RNAi killing mechanism
The killing effect of viruses on tumor cells is realized by RNAi. We focused on interfering with two genes closely related to tumor survival: VEGFA and hTERT.
The former gene carries the ability to produce vascular epidermal growth factor, which is widely expressed in cells and highly expressed in tumor cells. Its expression allows blood vessels formation around the tumor to provide fresh blood for its growth, which is one of the most important sources of exogenous factors necessary for tumor growth. Therefore, the knockdown of VEGFA means starving tumor cells. In addition, since the dense vascular system and the existence of collagen bundles in extracellular matrix ECM in the tumor will hinder the further transmission of the virus in the tumor, our siRNA targeting VEGFA can effectively reduce tumor angiogenesis and extracellular matrix synthesis, so as to enhance the transmission of the virus in the tumor.
The latter protein is only expressed in malignant tumors and human embryos. It is a telomere reverse transcriptase gene, which can reduce or even eliminate the telomere shortening caused by cell division and ensure the unlimited proliferation of tumor cells. Therefore, knockdown of hTERT means weakening the replication capability of cancer cells.
By integrating shRNA targeting the two proteins into the virus genome, shRNA will be processed into mature siRNA complex to achieve gene silencing after a series of nuclear processing.
Because the shRNA designed by us targets VEGFA, which is a widely existed gene in many types of cells, its safety needs to be guaranteed. We use tumor cell specific promoter to regulate its action. hTERT and survivin promoters are selected as the candidates. Their transcriptional initiation efficiency is low in normal cells but high in tumor cells.
Tumor in situ clearance
When the oncolytic virus successfully lyses the cell, new virus is produced to continue to make the function. Since the tumor hasn't metastasized yet, the virus will gradually spread from our injection site to the surrounding cancer tissue to achieve in-situ clearance, so as to prolong the action time and enhance the effect. The high recognition ability and targeting of the virus can fully kill tumor cells and reduce the possibility of subsequent recurrence.

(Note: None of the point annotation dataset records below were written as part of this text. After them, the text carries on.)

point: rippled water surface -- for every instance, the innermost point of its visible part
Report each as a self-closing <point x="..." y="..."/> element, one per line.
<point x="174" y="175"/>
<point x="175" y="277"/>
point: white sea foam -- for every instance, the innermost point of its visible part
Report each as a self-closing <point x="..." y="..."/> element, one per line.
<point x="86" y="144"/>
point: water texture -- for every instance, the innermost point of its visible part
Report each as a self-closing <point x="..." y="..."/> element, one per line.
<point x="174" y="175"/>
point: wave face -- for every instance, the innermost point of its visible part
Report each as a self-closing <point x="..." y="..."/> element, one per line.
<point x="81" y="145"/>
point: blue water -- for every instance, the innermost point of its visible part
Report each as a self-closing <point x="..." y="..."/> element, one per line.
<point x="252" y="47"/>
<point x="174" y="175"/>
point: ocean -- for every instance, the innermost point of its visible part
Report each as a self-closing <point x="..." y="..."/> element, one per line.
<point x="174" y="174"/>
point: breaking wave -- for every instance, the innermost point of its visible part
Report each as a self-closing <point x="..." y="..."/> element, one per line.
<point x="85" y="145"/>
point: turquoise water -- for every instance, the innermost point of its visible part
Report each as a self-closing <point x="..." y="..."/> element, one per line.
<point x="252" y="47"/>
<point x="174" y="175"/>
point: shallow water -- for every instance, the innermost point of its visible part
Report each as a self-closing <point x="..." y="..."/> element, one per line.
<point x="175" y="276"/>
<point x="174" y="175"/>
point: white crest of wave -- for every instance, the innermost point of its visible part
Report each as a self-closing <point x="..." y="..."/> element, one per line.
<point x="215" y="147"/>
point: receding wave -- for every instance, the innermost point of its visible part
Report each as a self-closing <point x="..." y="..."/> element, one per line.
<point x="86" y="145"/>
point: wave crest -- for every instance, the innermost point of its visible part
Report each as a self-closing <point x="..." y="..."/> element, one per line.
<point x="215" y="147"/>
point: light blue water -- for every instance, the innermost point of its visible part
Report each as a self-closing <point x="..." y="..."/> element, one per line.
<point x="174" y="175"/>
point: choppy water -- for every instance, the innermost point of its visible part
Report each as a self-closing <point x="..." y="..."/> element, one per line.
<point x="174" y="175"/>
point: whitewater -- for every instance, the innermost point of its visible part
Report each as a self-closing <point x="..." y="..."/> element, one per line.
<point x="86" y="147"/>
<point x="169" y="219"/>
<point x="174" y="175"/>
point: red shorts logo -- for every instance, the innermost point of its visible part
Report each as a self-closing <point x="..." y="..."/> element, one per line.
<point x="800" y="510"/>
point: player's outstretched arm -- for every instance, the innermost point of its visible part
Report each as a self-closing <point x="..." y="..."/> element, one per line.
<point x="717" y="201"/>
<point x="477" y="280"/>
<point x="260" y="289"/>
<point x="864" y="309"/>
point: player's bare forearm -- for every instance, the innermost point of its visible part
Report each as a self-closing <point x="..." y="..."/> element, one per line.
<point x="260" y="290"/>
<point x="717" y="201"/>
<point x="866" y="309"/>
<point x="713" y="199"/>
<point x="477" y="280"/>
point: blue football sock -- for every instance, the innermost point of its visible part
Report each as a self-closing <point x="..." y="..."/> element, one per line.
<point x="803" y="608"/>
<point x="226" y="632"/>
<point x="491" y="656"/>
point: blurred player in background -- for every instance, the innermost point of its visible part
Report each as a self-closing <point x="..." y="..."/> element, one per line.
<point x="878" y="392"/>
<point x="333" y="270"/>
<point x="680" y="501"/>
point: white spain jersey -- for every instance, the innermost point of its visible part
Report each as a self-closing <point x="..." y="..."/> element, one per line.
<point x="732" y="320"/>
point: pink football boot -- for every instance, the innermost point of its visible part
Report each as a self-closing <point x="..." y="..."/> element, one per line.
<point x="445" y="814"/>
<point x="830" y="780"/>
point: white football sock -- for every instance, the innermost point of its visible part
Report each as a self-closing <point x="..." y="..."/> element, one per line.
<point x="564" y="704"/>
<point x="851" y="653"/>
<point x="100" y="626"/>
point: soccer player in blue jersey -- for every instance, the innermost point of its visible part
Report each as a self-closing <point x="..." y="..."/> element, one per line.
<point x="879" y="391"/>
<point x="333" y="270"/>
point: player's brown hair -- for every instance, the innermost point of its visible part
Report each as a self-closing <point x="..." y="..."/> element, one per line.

Now we have offered a complete set of solutions to solve the various problems which hamper the current oncolytic virus therapy development, including early clearance by the immune system, low affinity to tumor cells and etc. We have made it to realize some quite meaningful improvement to oncolytic virus development including immunoclearance for more efficient virulence, modified fiber protein for tumor cell-specific infection, the combination of miRNA suicide switch and miRNA sponge for the specific proliferation of virus in cancer cells and RNAi killing mechanism for low-dose but high efficient clearance of cancer cells.
Therefore, our "cancer savior" – ViruGuard is now created. After the required parts (TLR9i, fiber-scFv fusion protein, E1A-3UTR, miRNA sponge, tumor-specific promoter, hTERT shRNA, VEGFA shRNA) are integrated into the genome of adenovirus, a recombinant virus that can specifically kill liver cancer cells is born (as shown in Figure.11).